Be Smart About Higher Education: 5 Steps to Determine When and How You Begin Change

Change can involve excitement and looked at as a great opportunity or be scary and as the worst thing that can happen. Whether it is a good or bad experience is contingent on a person’s attitude. Regardless of how it is experienced, normalizing change is the pathway to a fulfilled life.

A baby’s first steps are shaky, but eventually result in a flop. Moving from middle school to high school for the first time is something to look forward to, but upper classmen can be intimidating. Leaving home to go to college means freedom and independence, but also the potential for homesickness, intimidation with arrogant professors, and hard-to-get-along-with roommates. Day one on the first real job is the start of a new chapter in life, but feeling totally stupid is common.

The aforementioned experiences are a common pathway for students pursuing higher education. Real change begins by making difficult choices. After getting to high school, will the student respond appropriately or react negatively to bullies and gossipers? Are the challenges of pursuing higher education leaned into rather than avoided or denied? Does the fear of asking questions and false pride dictate how the new job goes?

Tough choices continue as life goes on. Mel Robbins, author of The 5 Second Rule attributes that personally coming out of bankruptcy and heavy drinking began with a process of counting backwards 5-4-3-2-1 to launch out of bed in the morning. The story is mainly about a desperate need for change of direction in her life by ignoring feelings and making a commitment to act on improving. Mel claims the seemingly insignificant process of counting 5-4-3-2-1 and launching out of bed instead of hitting the snooze button began the road to recovery that led to being one of the top speakers in the world.

The key to Mel’s success is being smart about what needs done and taking the action to do it by not giving in to what feels comfortable. Another bad guy is analysis paralysis that involves too much thinking eventually resulting in talking yourself out of doing anything. Although the research varies, many would agree it takes at least 21 days to create a habit. The time leading up to creating a habit is hard because change is a challenge! Failed New Year’s resolutions are ongoing proof.

An accompanying bad guy to analysis paralysis is cognitive distortion. Cognitive distortions are simply ways the mind convinces itself of something that isn’t really true. The inaccurate thoughts reinforce negative thinking. The tricky part is, a rationale is built around the false ideas. Following are some common distortions people use:

Pessimism – amplifying the negative while filtering out the positive.

Helplessness – feeling helpless over what happens in life.

Overgeneralization – basing an opinion on a single piece of evidence.

Blaming – “it’s not my fault, you don’t understand.”

Emotional reasoning – feelings are automatically indicative of what is true.

Attempts to change are unlikely with dominant cognitive distortions. That’s why The 5 Second Rule is so effective in completing a predetermined decision. The only thing to think about is repeating the 5 second count down to take action. Distortions based on feelings or over thinking are to be ignored.

Answering five questions serves as additional help in determining when and how to change:

Where are you? Take an honest and objective look at your status right now physically, emotionally, relationally, mentally (academically), spiritually, and financially.

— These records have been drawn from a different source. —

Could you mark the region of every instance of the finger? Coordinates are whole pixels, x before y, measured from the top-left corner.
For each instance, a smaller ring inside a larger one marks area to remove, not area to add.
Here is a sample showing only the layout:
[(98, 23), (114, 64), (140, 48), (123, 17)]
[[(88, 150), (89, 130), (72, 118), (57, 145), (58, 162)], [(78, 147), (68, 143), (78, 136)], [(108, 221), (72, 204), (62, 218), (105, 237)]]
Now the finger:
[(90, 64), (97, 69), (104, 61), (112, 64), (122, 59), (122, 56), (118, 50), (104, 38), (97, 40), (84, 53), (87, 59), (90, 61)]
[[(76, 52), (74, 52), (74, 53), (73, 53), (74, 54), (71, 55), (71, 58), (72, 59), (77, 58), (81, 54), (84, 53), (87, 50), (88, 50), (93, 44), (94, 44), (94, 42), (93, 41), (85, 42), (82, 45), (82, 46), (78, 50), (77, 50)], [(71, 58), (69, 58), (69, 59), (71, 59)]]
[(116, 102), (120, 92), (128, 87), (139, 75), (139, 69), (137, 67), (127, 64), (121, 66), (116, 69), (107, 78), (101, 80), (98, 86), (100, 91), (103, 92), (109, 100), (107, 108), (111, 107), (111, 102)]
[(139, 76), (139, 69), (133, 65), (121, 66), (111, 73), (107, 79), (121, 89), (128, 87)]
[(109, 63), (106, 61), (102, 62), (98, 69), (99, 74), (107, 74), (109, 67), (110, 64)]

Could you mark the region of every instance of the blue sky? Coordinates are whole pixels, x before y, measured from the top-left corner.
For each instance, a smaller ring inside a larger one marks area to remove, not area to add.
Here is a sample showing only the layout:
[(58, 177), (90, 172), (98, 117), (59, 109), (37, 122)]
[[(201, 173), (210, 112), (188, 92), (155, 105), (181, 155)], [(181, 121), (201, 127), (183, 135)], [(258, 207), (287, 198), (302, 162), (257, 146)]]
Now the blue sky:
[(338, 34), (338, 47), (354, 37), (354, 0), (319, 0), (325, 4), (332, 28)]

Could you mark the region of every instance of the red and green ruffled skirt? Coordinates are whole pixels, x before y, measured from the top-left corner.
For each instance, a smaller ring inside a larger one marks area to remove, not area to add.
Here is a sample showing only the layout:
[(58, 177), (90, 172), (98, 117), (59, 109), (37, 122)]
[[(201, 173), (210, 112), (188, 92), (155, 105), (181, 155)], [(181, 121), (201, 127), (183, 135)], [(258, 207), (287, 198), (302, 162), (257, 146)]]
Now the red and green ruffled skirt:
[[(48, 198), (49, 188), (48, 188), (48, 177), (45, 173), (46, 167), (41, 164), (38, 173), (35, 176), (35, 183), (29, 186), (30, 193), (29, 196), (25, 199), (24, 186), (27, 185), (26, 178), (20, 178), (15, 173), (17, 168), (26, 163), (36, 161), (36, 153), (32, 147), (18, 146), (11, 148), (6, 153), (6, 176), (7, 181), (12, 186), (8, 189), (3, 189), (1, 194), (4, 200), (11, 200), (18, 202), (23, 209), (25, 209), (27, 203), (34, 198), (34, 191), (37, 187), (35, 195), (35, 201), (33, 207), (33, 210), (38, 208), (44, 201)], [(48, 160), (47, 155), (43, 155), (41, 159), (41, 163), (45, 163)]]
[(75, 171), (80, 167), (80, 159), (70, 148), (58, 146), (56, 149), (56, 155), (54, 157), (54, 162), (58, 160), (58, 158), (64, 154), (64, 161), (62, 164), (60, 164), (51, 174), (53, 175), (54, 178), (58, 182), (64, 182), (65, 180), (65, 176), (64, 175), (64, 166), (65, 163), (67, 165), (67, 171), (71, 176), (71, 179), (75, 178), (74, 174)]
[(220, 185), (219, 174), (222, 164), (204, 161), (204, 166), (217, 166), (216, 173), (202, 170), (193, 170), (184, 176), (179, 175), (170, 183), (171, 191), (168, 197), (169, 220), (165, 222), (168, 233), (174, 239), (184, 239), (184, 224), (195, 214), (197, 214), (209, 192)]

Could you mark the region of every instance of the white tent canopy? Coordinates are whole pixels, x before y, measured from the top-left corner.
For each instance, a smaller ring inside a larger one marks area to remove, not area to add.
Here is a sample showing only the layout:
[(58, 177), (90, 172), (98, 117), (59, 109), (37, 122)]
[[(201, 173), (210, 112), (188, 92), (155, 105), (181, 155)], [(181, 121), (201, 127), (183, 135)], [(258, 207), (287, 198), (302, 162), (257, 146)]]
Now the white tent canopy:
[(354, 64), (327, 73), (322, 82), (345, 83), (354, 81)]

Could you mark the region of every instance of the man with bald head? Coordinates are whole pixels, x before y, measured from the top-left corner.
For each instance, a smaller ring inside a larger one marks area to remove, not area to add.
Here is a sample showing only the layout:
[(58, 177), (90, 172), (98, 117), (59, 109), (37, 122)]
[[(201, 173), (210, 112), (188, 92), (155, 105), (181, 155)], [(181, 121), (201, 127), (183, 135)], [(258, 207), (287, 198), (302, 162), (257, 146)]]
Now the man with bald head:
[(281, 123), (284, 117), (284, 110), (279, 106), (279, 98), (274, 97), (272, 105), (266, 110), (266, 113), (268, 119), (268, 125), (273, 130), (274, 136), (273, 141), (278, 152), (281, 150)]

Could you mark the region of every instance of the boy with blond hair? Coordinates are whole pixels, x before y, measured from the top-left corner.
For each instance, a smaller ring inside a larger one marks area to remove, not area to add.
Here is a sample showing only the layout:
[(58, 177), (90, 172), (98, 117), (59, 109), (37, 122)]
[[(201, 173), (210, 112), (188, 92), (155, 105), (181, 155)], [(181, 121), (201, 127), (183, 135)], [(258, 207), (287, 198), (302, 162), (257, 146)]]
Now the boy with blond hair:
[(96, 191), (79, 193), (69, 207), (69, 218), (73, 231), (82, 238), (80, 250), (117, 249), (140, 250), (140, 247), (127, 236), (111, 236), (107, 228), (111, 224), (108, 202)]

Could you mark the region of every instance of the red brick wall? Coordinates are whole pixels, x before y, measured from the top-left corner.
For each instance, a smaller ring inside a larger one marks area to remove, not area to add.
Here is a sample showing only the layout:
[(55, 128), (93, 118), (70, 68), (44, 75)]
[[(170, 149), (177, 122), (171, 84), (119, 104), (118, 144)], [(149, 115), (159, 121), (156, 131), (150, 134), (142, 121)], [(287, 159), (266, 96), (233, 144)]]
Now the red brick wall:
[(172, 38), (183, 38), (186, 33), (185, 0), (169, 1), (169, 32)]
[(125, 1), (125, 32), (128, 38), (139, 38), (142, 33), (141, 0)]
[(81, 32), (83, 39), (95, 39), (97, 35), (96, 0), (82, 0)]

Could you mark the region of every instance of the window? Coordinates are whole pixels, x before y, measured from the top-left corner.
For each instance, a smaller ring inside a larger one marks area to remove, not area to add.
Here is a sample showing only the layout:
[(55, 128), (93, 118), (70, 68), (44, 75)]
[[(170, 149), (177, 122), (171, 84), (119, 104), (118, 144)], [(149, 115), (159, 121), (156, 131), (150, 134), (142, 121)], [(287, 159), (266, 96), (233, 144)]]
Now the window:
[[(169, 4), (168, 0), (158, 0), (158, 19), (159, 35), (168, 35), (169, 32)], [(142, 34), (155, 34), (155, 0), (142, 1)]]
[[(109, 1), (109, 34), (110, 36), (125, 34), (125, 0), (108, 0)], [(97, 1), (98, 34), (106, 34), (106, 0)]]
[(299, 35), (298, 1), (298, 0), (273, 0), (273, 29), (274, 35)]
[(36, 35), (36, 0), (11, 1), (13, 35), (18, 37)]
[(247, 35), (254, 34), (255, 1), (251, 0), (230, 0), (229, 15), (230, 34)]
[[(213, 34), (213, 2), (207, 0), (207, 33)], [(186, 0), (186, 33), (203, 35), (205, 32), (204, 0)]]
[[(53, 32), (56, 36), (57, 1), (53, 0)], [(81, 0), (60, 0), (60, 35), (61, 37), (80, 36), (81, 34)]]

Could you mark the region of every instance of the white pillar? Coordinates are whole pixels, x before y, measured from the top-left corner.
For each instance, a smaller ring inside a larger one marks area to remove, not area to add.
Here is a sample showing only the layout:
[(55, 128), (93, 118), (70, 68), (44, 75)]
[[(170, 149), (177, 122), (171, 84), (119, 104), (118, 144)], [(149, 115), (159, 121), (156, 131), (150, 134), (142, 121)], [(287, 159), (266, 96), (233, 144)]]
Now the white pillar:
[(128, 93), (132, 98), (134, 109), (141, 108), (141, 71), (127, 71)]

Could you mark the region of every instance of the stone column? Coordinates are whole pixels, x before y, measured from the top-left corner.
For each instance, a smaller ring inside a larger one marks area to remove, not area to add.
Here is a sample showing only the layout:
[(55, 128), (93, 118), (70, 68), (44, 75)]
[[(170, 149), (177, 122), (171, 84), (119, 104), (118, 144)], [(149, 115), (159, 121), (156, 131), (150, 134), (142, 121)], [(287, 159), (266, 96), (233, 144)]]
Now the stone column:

Where are you going and why? Write down dreams and get a vision and purpose to stay focused.

Who are you? Know every person is talented, gifted, and destined for great things. The hardest person to convince of that is you.

What are you doing that matters? Pay it forward.

When and how are you going to start the changes needed to be smart about higher education and live a life that matters?

Begin using The 5 Second Rule: 5-4-3-2-1, start answering these questions now!